These Trigonometric Functions Class 11th Notes, prepared by Careers360 experts, are designed to make your revision easy and efficient.

Trigonometry: Trigon means three sides, and it is a triangle.
And Metry means measurement.

Angle

Angle is the measure of rotation of a ray from its initial point, which is generally denoted by θ.

We have both positive and negative angles. They are represented as follows:

Degree

One degree has 60 minutes, and one minute is further divided into 60 seconds.
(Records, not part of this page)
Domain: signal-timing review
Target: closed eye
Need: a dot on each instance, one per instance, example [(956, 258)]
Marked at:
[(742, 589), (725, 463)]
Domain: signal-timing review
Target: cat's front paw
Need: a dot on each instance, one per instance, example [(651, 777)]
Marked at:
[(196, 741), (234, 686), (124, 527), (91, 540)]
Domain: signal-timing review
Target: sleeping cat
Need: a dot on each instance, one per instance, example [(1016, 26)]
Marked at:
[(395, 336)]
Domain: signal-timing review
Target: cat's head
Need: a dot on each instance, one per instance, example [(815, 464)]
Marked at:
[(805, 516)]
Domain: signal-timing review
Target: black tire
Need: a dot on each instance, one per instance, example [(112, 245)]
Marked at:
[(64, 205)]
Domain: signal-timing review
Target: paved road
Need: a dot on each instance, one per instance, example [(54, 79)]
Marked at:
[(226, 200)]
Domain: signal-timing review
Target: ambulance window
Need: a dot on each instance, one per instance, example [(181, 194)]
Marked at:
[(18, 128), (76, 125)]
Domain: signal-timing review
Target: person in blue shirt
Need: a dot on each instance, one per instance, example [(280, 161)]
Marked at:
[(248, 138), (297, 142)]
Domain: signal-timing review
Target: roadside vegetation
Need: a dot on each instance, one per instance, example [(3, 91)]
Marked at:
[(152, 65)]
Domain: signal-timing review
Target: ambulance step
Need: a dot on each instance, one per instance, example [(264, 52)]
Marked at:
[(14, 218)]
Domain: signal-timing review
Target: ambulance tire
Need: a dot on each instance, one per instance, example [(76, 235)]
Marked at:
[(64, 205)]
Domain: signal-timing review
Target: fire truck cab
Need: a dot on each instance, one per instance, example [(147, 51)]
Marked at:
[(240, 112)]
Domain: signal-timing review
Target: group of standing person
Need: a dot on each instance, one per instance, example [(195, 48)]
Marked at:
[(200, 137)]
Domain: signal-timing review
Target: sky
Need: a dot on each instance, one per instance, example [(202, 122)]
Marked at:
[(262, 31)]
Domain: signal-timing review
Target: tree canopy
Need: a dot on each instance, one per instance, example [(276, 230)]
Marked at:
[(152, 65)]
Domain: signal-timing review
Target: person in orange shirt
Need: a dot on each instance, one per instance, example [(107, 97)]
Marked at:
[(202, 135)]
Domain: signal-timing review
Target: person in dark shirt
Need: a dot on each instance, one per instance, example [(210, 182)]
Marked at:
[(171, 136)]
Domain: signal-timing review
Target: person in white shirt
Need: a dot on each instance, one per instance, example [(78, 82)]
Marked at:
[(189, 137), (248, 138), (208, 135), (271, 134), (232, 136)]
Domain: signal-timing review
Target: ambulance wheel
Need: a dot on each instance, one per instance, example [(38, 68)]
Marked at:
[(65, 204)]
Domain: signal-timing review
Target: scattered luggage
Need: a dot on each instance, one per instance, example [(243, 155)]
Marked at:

If a ray rotates from one initial point to another end or terminal point, then it is said to cover $\frac1{360}^{\text{th}}$, then it is said to be 1° (one degree)

Radian

It is another unit to measure angles. The angle measured at the centre forming an arc of 1 unit length in a unit circle with a radius being 1 is called a measure of 1 radian.

Formula:
$\theta=\frac{\text { arc length }}{\text { radius }}=\frac lr$
$⇒ l= rθ$

l = length made by the arc

r = radius of the circle

θ = angle measure.

Relation Between Degree And Radian

To find the radian measure when the degree is given and vice versa.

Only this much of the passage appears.